Building an AI Telegram Bot That's Helped 10,000 Students: Lessons Learned
When I started EnrollAI in 2023, I had a simple problem to solve: India's 16 million NEET and JEE aspirants were drowning in expensive coaching classes, fragmented resources, and the inability to get instant feedback on their doubts. After 14 years of mentoring students directly, I knew exactly what they needed. So I built a Telegram bot.

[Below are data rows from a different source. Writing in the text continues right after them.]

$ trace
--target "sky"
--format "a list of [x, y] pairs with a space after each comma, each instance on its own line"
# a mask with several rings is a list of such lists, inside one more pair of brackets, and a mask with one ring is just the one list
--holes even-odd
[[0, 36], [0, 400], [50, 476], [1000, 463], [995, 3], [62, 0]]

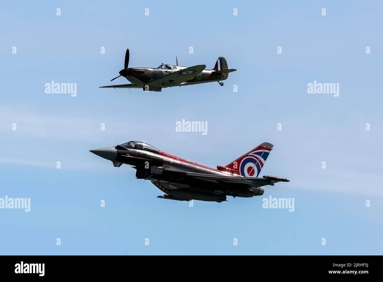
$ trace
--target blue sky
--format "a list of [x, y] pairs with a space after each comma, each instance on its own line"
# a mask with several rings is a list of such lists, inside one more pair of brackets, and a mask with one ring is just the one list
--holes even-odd
[[[0, 198], [30, 198], [31, 210], [0, 209], [0, 254], [382, 253], [381, 1], [1, 6]], [[223, 56], [237, 70], [223, 87], [99, 89], [127, 83], [109, 82], [127, 48], [131, 67]], [[52, 80], [77, 96], [46, 94]], [[314, 80], [339, 83], [339, 96], [308, 94]], [[182, 119], [208, 134], [176, 132]], [[190, 207], [88, 151], [131, 140], [213, 167], [270, 142], [261, 175], [291, 181]], [[263, 208], [270, 195], [294, 211]]]

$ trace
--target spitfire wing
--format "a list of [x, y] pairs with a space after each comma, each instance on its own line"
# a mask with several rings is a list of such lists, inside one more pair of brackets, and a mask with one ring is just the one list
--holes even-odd
[[155, 79], [149, 80], [145, 84], [150, 86], [174, 86], [178, 85], [184, 81], [199, 74], [206, 67], [205, 65], [198, 65], [190, 67], [178, 71], [172, 72]]
[[118, 84], [108, 85], [106, 86], [100, 86], [100, 88], [142, 88], [142, 85], [129, 83], [128, 84]]

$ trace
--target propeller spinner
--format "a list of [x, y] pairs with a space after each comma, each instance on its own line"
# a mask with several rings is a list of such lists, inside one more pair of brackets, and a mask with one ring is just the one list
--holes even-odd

Today, EnrollAI has 10,000+ active users solving curated MCQs and getting AI-powered explanations for their doubts. But the journey to get here wasn't straightforward. Let me share the technical and strategic lessons that shaped this product.
Why Telegram? Why Not a Native App?
My first instinct was to build a web or mobile app. But after talking to 200+ students, I realized they already lived on Telegram. It's where they connect with peer groups, share resources, and spend hours daily. Building on Telegram meant zero friction for onboarding — no app store approval, no installation barriers, just one tap to start.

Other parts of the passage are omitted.